Attached pdf and csv files and the source code.

Re: Proj 3:Data Correlation

Posted: Tue Feb 25, 2014 3:14 pm
by songgaogeo
Concept
The Presidential Election is one of the most important political events in United States. The presidential debates present the party’s visions during the campaign. The major issues debated were the economy and jobs, the federal budget deficit, taxation and spending, the future of social security, medicare, healthcare reform, education, social issues, immigration, and foreign policy. The debates are very valuable during the public vote process. It is interesting to explore the trends of check-outs behaviors related to “election” or “debate” in Seattle Public Library (SPL) and the articles about these topics in New York Times (NYT) during the election periods, as well as to identify whether there is a correlation pattern between the two pubic media.
Visual Design and Color
I will use the comparison-mode visual design for the correlation project which means every single visual element should contains the binary information between two media (SPL v.s. NYT), such as the bar charts, the frequency display and the relative weight. For the color design, I am going to use the Germany Flag color scheme of Red, Yellow and Black.
SongGao_MAT259_HW3.pdf
(469.03 KiB) Downloaded 344 times
DataCorrelation.zip
(37.15 KiB) Downloaded 221 times

Re: Proj 3:Data Correlation

Posted: Tue Feb 25, 2014 4:41 pm
by laks316
MAT 259, Assignment 3, Data Correlation
Lakshman Nataraj

History of Best-sellers vs Total number of checkouts

Concept:

In Assignment 2, I had observed the checkouts per month for some of the top manga between 2006 and 2011 in a 2D Spatial map. In this assignment of data correlation, I will be using almost the same list of manga and will count the total number of checkouts for every manga in the list from the Seattle Pubic Library. I will compare this with the total number of best-sellers for every manga from the NY Times best-seller history list. The list of manga considered are:

1. Naruto

2. Bleach

3. One Piece

4. Fairy Tail

5. Dengeki Daisy

6. Skip Beat

7. Vampire Knight

8. Black Bird

9. Soul Eater

10. Rosario-Vampire

MySQL Query:

A sample query to count the total number of checkouts for a manga ('naruto') will be like:

SELECT count(*) FROM spl2.inraw
where (title like "%snaruto%" and itemtype="acbk")
and deweyClass = "741.5952";

NYTimes Query:

A sample query to get the history of best-sellers for a manga ('naruto') will be like:

http://api.nytimes.com/svc/books/v2/lis ... o&api-key={}

Doodle: (in pdf)

Challenges:

One of the main challenges was understanding the NY Times API.

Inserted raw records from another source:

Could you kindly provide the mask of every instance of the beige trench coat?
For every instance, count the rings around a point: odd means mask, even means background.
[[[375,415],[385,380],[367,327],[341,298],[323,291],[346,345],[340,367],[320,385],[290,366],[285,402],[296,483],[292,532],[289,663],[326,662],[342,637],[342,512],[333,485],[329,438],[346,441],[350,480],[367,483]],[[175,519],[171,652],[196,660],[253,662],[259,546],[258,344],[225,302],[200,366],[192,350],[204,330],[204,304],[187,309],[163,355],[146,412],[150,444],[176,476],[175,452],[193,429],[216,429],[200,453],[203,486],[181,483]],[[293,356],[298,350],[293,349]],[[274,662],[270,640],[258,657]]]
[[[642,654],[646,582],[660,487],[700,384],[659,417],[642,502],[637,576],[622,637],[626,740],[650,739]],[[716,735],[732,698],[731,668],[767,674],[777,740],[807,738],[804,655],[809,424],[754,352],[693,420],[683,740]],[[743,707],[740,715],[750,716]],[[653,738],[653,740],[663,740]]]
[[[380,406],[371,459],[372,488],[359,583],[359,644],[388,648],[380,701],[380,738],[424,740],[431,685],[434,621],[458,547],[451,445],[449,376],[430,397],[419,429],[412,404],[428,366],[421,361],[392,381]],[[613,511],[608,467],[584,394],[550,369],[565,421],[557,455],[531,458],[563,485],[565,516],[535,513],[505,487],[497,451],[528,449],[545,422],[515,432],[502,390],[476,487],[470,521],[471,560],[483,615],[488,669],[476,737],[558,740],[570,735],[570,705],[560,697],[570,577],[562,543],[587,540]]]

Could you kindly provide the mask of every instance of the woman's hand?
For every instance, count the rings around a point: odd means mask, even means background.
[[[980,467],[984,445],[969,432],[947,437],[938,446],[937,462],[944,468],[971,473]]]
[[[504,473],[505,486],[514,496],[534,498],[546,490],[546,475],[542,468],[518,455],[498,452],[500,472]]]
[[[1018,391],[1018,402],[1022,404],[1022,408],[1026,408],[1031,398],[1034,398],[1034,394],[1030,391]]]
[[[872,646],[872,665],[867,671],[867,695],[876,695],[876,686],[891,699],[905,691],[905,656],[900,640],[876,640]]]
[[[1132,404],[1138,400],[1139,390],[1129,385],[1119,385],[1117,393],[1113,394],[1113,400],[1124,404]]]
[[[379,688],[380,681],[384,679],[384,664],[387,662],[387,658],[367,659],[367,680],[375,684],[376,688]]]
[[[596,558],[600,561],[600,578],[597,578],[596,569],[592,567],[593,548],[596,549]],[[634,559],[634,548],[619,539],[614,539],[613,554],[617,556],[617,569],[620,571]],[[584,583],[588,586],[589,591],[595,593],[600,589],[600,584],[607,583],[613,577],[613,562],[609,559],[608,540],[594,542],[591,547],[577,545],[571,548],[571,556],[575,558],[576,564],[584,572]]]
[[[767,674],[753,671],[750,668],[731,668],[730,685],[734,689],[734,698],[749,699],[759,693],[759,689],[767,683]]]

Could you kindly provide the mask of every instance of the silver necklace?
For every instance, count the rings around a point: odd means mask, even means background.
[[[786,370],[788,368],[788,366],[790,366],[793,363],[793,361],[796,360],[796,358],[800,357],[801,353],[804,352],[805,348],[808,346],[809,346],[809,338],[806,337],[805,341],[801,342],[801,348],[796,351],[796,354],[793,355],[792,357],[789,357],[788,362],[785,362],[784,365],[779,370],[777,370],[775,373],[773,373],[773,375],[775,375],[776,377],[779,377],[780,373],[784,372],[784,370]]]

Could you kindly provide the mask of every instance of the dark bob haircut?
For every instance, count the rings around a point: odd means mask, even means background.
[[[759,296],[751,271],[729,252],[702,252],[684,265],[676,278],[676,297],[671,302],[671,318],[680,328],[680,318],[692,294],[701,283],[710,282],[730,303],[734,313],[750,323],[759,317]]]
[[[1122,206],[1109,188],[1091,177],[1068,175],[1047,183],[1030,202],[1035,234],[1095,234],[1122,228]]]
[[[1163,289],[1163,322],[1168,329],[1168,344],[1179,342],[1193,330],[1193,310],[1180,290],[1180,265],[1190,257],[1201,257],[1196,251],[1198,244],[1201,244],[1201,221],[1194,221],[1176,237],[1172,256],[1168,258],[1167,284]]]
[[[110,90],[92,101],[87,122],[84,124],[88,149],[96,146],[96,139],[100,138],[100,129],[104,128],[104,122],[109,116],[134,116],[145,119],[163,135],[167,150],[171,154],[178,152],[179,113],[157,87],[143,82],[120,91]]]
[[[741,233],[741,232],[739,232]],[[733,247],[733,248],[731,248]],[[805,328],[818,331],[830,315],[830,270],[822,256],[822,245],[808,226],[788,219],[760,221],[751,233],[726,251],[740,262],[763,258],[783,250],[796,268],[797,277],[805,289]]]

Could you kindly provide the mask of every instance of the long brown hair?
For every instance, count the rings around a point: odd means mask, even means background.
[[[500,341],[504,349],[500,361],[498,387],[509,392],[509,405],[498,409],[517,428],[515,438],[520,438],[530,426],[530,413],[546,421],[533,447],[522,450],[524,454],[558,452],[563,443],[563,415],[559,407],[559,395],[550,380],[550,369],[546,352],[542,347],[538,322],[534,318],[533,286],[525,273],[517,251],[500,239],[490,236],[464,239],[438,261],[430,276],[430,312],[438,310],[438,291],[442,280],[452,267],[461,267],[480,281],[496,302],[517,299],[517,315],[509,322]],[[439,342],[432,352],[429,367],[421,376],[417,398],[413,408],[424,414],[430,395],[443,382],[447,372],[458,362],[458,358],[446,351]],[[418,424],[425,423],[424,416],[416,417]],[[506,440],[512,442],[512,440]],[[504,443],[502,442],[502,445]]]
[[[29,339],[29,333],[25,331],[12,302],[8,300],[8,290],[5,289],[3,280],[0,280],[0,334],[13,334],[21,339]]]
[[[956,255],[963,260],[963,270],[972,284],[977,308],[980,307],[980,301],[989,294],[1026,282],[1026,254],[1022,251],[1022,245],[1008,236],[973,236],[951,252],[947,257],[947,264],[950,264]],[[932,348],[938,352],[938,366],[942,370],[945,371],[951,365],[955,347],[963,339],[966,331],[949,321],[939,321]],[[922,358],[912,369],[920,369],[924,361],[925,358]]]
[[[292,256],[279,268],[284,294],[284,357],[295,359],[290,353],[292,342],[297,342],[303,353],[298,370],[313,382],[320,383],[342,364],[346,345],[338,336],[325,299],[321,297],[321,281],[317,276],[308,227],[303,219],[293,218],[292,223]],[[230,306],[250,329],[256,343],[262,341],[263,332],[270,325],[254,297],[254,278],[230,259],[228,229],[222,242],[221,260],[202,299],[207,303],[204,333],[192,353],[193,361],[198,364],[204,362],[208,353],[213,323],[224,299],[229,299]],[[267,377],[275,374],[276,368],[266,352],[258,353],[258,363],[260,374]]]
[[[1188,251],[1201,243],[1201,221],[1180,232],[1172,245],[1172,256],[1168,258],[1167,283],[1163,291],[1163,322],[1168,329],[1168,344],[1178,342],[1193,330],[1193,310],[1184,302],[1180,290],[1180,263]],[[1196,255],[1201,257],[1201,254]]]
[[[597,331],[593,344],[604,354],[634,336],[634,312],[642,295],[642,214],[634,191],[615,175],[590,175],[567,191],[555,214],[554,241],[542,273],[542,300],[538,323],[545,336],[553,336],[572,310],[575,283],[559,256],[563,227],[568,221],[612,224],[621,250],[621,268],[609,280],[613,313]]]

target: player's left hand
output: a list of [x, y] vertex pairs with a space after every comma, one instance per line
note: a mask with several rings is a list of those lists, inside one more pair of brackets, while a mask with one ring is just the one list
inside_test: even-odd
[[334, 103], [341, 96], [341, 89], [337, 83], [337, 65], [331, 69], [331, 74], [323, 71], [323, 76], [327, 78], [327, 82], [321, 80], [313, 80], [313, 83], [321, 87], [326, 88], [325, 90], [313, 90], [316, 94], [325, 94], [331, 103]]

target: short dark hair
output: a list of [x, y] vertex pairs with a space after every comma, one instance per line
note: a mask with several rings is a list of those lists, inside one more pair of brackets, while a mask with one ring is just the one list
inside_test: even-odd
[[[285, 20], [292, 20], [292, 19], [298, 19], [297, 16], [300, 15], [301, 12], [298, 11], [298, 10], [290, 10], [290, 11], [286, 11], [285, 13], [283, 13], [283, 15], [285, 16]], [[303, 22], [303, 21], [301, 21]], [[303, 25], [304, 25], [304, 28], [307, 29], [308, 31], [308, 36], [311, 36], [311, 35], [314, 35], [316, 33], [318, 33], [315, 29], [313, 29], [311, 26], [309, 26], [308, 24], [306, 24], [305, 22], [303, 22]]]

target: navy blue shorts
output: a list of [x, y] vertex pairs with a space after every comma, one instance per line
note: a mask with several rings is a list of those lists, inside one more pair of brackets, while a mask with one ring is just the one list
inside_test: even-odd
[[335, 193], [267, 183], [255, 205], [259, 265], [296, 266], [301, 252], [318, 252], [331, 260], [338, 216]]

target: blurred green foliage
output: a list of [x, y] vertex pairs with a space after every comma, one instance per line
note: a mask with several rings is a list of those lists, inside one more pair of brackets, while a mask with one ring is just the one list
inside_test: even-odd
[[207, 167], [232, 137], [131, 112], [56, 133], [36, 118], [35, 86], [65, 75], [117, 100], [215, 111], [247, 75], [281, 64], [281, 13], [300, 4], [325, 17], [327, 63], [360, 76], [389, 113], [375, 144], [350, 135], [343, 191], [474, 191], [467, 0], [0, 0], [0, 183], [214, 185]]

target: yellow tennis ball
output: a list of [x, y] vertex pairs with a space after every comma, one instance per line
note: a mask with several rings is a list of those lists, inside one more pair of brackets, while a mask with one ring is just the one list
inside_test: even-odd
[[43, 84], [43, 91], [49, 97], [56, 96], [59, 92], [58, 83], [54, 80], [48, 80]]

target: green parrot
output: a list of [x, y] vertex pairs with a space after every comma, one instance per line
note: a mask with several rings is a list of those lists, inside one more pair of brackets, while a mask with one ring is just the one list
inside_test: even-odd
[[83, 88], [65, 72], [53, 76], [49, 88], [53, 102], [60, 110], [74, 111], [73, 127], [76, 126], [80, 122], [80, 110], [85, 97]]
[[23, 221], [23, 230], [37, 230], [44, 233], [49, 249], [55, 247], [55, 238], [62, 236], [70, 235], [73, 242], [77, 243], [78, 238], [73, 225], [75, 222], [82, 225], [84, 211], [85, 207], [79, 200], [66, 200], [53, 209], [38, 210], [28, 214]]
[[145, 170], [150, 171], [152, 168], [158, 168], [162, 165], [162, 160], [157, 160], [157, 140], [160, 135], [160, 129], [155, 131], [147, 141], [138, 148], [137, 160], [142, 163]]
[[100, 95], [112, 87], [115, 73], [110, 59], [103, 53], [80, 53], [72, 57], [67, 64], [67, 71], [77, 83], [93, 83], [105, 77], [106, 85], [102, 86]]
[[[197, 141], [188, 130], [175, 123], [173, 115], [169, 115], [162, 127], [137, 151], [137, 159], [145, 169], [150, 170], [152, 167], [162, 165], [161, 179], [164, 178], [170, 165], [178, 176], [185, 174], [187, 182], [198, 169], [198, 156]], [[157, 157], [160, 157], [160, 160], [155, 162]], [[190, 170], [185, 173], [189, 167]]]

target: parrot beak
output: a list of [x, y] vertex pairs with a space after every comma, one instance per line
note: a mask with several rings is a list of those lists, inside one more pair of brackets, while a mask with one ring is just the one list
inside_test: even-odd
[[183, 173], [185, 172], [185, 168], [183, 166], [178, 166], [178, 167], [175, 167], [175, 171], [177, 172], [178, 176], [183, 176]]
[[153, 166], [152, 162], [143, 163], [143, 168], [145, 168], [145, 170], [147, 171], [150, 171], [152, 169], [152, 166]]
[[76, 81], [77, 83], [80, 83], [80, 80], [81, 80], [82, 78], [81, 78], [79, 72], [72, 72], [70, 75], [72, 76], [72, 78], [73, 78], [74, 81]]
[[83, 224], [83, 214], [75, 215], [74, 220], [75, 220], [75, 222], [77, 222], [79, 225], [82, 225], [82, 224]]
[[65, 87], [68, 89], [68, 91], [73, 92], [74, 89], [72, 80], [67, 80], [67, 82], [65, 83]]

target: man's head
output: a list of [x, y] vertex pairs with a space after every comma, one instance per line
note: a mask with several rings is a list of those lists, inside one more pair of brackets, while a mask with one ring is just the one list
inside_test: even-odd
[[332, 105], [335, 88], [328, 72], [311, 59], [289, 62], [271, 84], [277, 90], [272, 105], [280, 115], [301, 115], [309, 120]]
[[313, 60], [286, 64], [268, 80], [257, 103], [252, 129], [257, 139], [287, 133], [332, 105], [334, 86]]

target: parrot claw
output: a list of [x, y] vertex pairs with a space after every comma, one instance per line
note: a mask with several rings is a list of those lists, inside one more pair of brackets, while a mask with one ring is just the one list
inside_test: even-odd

Sample Visualization (in pdf)

We see that there is a stunning correlation between the manga checkouts from Seattle Pubic Library and the number of manga in the history of best-sellers from NY Times.

Since this is a simple visualization, I plan to add extra objects like mouse hovering, changing the correlation diagram (like histograms, scatter plots) on keyboard change.